According to the National Heart, Lung and Blood Association, nearly one-third of Americans suffer from hypertension (high blood pressure). Like thin-walled hoses holding too much water pressure, the blood vessels of hyper- tensives become stretched and fragile. The intense pressure can also endanger the other organs and lead to heart and kidney failure, strokes, or blindness.

To control high blood pressure, doctors usually recommend lifestyle changes—exercise, relaxation, and cutting back on salt—plus medication. Soon, daily hibiscus tea may join that line up. It appears to ease mild hypertension the same way many anti-hypertensive drugs do—by opening the blood vessels, decreasing the viscosity of the blood, and increasing urine production (which reduces blood volume).

Hibiscus teas are made from the flowering bush Hibiscus sabdariffa, a relative of the yard-dwelling tropical beauty with the dinner plate-sized flowers. Sometimes called roselle or karkade, the plant grows a thick, juicy calyx (the ring around the base of the blossom) that people the world over use for flavorings, drinks, desserts, and now, hypertension treatment. In a study published in Phytomedicine in 2004, patients drank a daily infusion of 10 grams of the dried calyxes. Study results show the tea controlled mild to moderate hypertension as effectively as captopril, a leading drug for hypertension and heart failure.

It also works quickly. The Journal of Ethnopharmacology reported that after just 12 days, 31 patients drinking hibiscus tea averaged an 11.2 percent drop in systolic blood pressure (SBP) and a 10.7 percent drop in diastolic blood pressure (DSP). (Your heart generates SBP during a beat and DSP between beats.) In hypertensive individuals, SBP tops 140 and DSP 90. Normal blood pressure measures below 120 SBP and 80 DSP, which means hibiscus tea could bring a mild case of hypertension down to near normal in less than two weeks.

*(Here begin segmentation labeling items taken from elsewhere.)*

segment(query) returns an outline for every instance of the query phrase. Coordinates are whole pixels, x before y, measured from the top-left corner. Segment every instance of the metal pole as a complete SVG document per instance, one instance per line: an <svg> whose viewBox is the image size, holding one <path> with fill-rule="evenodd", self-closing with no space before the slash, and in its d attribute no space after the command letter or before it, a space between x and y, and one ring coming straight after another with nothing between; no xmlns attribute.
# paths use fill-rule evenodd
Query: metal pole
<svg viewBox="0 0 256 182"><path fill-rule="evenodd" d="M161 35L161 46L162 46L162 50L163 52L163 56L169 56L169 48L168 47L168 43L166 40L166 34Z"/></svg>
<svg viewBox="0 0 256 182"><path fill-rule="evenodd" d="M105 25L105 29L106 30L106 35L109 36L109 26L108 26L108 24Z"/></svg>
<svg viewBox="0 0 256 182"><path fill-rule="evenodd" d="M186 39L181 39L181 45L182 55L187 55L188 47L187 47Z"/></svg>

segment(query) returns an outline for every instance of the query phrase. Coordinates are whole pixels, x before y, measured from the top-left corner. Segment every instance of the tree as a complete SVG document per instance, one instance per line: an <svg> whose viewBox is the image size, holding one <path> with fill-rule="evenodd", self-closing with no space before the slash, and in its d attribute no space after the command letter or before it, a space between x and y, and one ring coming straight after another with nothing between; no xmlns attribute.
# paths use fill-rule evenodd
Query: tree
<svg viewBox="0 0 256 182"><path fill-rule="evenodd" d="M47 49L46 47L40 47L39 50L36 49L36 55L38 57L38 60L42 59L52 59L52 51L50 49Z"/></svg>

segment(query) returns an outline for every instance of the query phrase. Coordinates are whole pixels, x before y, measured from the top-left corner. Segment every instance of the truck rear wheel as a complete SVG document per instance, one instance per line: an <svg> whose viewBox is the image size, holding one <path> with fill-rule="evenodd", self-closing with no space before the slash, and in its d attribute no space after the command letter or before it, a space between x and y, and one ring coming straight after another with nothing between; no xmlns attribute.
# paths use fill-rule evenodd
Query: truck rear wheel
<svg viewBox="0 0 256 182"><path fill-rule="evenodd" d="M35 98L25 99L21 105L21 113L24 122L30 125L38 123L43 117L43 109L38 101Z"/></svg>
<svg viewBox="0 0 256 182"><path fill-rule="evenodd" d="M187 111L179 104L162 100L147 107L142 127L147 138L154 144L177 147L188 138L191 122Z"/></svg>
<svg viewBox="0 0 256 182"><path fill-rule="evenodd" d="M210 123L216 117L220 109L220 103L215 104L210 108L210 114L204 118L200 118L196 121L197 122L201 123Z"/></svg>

How should hypertensives use this wonder beverage? If you currently take blood-pressure medication, Ellen Kamhi, PhD, RN, and coauthor of The Natural Medicine Chest (Evans & Co., 2000), recommends working with an herb-savvy medical professional using conventional diagnostic techniques to make sure your blood pressure stays within acceptable levels as you slowly cut back on one pharmaceutical drug at a time. “Herbs’ benefit-to-risk ratio is much better than pharmaceutical drugs’,” she adds, “so it’s worth your time
to experiment.”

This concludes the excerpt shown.